Türkiye Ukrayna’nın toprak bütünlüğünün korunması gerektiğini, ülkenin işgalini ve kırımın ilhakını kabul etmediğini baştan bu yana ilan etmiş ve savaş süresince Ukrayna’ya başta siha olmak üzere istediği savunma silahlarını vermekten geri durmamıştır.
Öte yandan Türkiye Rusya’ya uygulanan uluslararası ambargoya da katılmayarak kendine has duruşunu ihdas etmiştir.
Esasen Türkiye Rusya’nın Ukrayna’ya olan saldırılarını haksız olarak nitelerken, Rusya’ya uygulanan ambargoları da yine haksız bulmuş ve katılmamıştır. Türkiye’nin asıl karşı olduğu şey her düzeydeki haksızlıktır.

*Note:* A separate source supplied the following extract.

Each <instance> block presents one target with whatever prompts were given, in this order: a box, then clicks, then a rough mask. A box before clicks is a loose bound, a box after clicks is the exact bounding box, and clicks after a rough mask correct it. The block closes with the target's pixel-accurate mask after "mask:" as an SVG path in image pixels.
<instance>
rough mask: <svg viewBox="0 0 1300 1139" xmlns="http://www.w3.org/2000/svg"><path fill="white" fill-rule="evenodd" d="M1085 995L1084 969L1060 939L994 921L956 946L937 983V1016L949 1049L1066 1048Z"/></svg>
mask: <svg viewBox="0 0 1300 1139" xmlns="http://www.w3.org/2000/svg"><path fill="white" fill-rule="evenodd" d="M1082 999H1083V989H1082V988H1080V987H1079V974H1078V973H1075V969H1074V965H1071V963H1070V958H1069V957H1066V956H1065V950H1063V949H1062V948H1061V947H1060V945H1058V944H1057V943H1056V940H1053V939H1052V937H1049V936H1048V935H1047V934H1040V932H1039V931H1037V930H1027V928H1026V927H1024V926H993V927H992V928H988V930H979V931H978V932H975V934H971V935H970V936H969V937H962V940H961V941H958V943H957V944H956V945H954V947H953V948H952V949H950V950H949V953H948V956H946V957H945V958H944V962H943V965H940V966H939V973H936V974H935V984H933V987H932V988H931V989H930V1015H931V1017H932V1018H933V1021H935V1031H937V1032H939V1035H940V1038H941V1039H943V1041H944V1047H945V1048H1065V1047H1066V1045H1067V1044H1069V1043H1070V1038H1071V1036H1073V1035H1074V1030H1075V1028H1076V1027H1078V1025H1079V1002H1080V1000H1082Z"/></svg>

Bununla birlikte Türkiye her iki ülkeyle de konuşabilen tek ülke olmuş, bu sayede olası bir tahıl krizini önlemiş, İstanbul ve Antalya’da çok kere barış masası kurabilmiş bir ülkedir.
Tüm bunlar, Türkiye’yi bölgede istikrarlı ve güven duyulan bir ülke konumuna getirmiş ve bölgesel bir aktör olarak ön plana çıkarmıştır.